3.3 Seul reste dès lors à examiner si J___________ semble prévenu dans ce dossier,
l’assurée ne prétendant pas que celui-ci a un intérêt personnel dans cette affaire. Celle-
ci voit une raison de récusation dans le fait d’avoir demandé plusieurs avis médicaux et
d’avoir mandaté un détective privé pour la suivre et ceci sur la base d’une lettre de
dénonciation, dont le contenu et l’auteur ne lui ont pas été communiqués et qui ne lui
paraissait au demeurant pas probante.
Face
à
une
situation
médicale
complexe
présentant
des
aspects
orthopédiques/rhumatologiques et psychiatriques, les examens auxquels l’assurée a été
soumise apparaissent pleinement justifiés. Du moment où le diagnostic de trouble
somatoforme douloureux avait été diagnostiqué par le Dr E_________ (rapport du 8 juin
2009), les avis médicaux devaient répondre à des critères bien spécifiques pour
permettre d’évaluer la gravité du trouble conformément à la jurisprudence développée
en la matière. En l’absence de toutes les précisions utiles, c’est dès lors à juste titre que
l’OAI a confié un nouveau mandat d’expertise au Dr G___________ (rapport du 30 juin
2010), puis au Dr H___________ (avis du 20 décembre 2010 et rapport complémentaire
du 1er avril 2011), le premier nommé étant d’avis qu’une nouvelle évaluation
psychiatrique était nécessaire.
Par la suite, alors que le cas était prêt à être tranché, l’OAI a reçu une dénonciation
anonyme faisant état des activités encore accomplies par l’assurée.
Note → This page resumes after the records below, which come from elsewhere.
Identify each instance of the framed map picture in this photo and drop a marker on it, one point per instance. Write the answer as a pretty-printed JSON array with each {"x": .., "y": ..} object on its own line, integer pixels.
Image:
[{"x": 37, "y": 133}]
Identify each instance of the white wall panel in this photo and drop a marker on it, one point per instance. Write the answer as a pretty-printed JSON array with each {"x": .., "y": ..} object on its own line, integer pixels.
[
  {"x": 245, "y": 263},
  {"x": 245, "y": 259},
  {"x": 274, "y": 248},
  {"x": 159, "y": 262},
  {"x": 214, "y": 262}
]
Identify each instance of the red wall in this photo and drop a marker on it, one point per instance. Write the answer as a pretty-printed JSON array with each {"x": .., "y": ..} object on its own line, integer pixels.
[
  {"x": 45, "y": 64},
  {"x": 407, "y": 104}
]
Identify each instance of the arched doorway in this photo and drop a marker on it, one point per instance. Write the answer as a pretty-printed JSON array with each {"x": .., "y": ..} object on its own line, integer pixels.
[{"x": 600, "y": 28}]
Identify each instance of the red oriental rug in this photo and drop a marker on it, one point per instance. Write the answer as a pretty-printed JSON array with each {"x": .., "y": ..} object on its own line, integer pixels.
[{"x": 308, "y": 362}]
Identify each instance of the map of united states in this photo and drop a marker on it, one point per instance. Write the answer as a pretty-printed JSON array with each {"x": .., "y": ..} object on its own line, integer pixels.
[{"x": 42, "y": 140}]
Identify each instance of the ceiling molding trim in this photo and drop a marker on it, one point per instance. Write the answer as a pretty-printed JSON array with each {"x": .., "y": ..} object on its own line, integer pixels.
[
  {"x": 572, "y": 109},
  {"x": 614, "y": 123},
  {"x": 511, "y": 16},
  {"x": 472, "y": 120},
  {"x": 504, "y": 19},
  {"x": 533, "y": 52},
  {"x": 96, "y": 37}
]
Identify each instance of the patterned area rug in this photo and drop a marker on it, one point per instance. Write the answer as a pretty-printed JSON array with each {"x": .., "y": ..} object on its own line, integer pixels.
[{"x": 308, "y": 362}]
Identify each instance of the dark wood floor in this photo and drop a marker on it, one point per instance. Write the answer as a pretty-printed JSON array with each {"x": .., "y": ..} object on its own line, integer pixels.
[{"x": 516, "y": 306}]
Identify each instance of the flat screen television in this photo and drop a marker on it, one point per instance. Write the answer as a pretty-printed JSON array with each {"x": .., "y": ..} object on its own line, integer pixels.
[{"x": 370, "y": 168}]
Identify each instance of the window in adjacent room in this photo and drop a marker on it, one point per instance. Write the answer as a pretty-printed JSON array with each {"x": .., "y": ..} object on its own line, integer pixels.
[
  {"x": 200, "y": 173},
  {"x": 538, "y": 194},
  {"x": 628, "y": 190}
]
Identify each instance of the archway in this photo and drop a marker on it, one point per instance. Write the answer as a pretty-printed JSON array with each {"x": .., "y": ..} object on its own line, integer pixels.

Sa tâche étant
d’instruire le plus consciencieusement et diligemment possible les demandes de
prestations, avant d’en octroyer ou nier le droit, il ne pouvait simplement en faire fi.
Ainsi, afin de lever tout doute, c’est, à nouveau, à bon droit que l’OAI a mis en place une
mesure de surveillance de l’assurée, en conformité à l’article 59 alinéa 5 LAI qui lui
permet de faire appel à des spécialistes pour lutter contre la perception indue de
prestations.
Enfin, à lui seul, le fait d’entreprendre de multiples mesures d’investigations ne saurait
suffire à créer une apparence de prévention, car il n’est pas rare, dans des cas
complexes comme celui de l’assurée, de ne pas disposer, déjà lors de la première
expertise, de tous les éléments utiles - et notamment de ceux requis par la
jurisprudence - pour le traitement de la demande de prestations.
Au vu de ce qui précède, il n'y a pas lieu d'admettre une apparence de prévention en ce
qui concerne J___________, dont l’objectivité n’a pas été mise en doute de manière
vraisemblable.
4.1 L’intimé réclame finalement que l’effet suspensif du présent recours ainsi que celui
d’un éventuel recours au Tribunal fédéral à l’encontre du jugement de la Cour de céans
soit retiré. Elle fait valoir que la procédure administrative est bloquée depuis novembre
2011, de sorte qu’un éventuel recours au Tribunal fédéral aurait pour effet de
« prolonger inutilement l’incertitude dans laquelle se trouve les parties et nuirait
également au principe de la célérité de la procédure ».
4.2 Vu le présent jugement, la demande de retrait de l’effet suspensif pour la procédure
de recours cantonale est sans objet.
Par ailleurs, un recours au Tribunal fédéral n’a, en règle général, pas d’effet suspensif
(art. 103 al. 1 LTF). Cas échéant, le juge instructeur (fédéral) pourra, d’office ou sur
requête d’une partie, statuer différemment sur l’effet suspensif (art. 103 al. 3 LTF). La
Cour de céans ne peut dès lors donner suite à la demande d’octroi de l’effet suspensif
d’un éventuel recours fédéral.
5. Il n’est pas perçu de frais - le litige ne portant pas directement sur une prestation AI
mais sur un incident de procédure -, ni alloué de dépens (art. 61 let. a et g LPGA).
Par ces motifs,
Prononce
Le recours est rejeté.
Il n’est pas perçu de frais, ni alloué de dépens.